A tarte Tatin always catches the eye on the table and yet is very easy to make: all you need is a few ingredients (nice apples, sugar, butter and puff pastry) you arrange in a round baking dish or cast-iron pan and cover with pastry. The only real challenge about the recipe is the fact you need to cook the apples in the sugar and butter for exactly the right amount of time so that they release all their sweetness but at the same time keep their shape and don’t disintegrate when cooking. Our goal is to accomplish in our kitchens today what an overtired chef achieved back then.
A tarte Tatin is traditionally made with apples. You first need to caramelise them in butter and sugar in a cast-iron pan until amber in colour (7 apples, sliced, in 225g of sugar and 115g of butter) before covering them with puff pastry or a cake dough and then baking the tart in the oven for 25 to 35 minutes at 190°C. Leave to cool for a short time but turn it out onto a plate while still hot so that the tart doesn’t stick to the pan. Add some vanilla ice cream or crème fraîche and you have a wonderful dessert! You can use pears instead of apples, if you have these handy, and you can even use the same recipe for bananas, the first rhubarb of the season or firm pears or apricots.
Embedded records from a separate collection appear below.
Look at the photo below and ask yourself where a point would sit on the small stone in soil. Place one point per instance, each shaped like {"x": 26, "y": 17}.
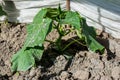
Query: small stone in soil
{"x": 83, "y": 75}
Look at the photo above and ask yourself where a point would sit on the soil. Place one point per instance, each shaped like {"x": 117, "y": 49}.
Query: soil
{"x": 83, "y": 64}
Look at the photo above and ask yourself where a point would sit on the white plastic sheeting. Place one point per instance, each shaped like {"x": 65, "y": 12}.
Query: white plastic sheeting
{"x": 102, "y": 14}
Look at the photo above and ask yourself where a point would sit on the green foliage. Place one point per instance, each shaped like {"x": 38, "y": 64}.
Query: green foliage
{"x": 42, "y": 24}
{"x": 2, "y": 12}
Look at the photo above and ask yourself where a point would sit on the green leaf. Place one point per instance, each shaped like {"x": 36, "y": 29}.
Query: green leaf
{"x": 39, "y": 16}
{"x": 37, "y": 33}
{"x": 90, "y": 37}
{"x": 2, "y": 12}
{"x": 73, "y": 19}
{"x": 25, "y": 59}
{"x": 33, "y": 46}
Or how about surprising your guests with a vegetable tarte Tatin? Rather than apples, use shallots seasoned with thyme and sugar for a sweet-sour taste. Carrots also caramelise well, and you can even use beetroot in your tart, topped off on the table with some goat’s cheese. The first cherry tomatoes of the season also develop their sunny flavour in the warmth of the oven.
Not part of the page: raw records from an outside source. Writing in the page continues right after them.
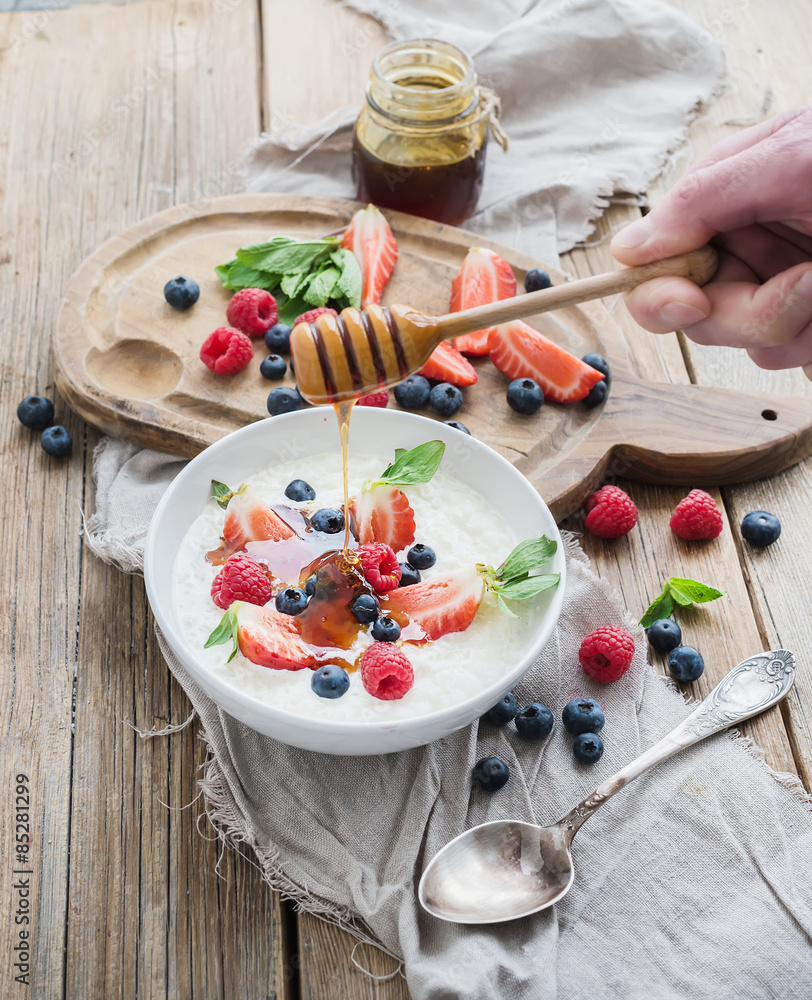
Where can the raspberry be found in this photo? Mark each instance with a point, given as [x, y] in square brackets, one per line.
[313, 314]
[226, 351]
[381, 567]
[697, 518]
[241, 579]
[610, 513]
[606, 654]
[374, 399]
[385, 671]
[253, 310]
You can create a sweet-savoury flavour in your tarte Tatin using sweet onions with earthy potatoes. Pre-heat the oven to 220°C. Grease a spring-form pan (24cm in diameter) with butter. Peel two white onions and cut into slices ½ to 1cm thick. Spread the onion slices evenly onto the base of the spring-form pan. Peel 5 medium-sized, floury potatoes, cut into slices 2-3mm thick with a vegetable slicer and arrange them like roof tiles on top of the onions. Chop up 2-3 spring onions and sprinkle on top. Season with salt and freshly ground pepper and cover with puff pastry (approx. 270g) rolled into a circle. Use a spoon to press the edges of the pastry into the gap between the filling and rim of the pan so that the ingredients are well packed in. Bake for 25-30 minutes. The puff pastry should be nice and crispy at the end. Turn out onto a large plate and serve hot with some crème fraîche, reduced Balsamic vinegar and a green salad.
And while you’re enjoying the first springtime lunch of the season, take a quiet moment to thank the overtired chef whose fortunate error created a wonderful new dish.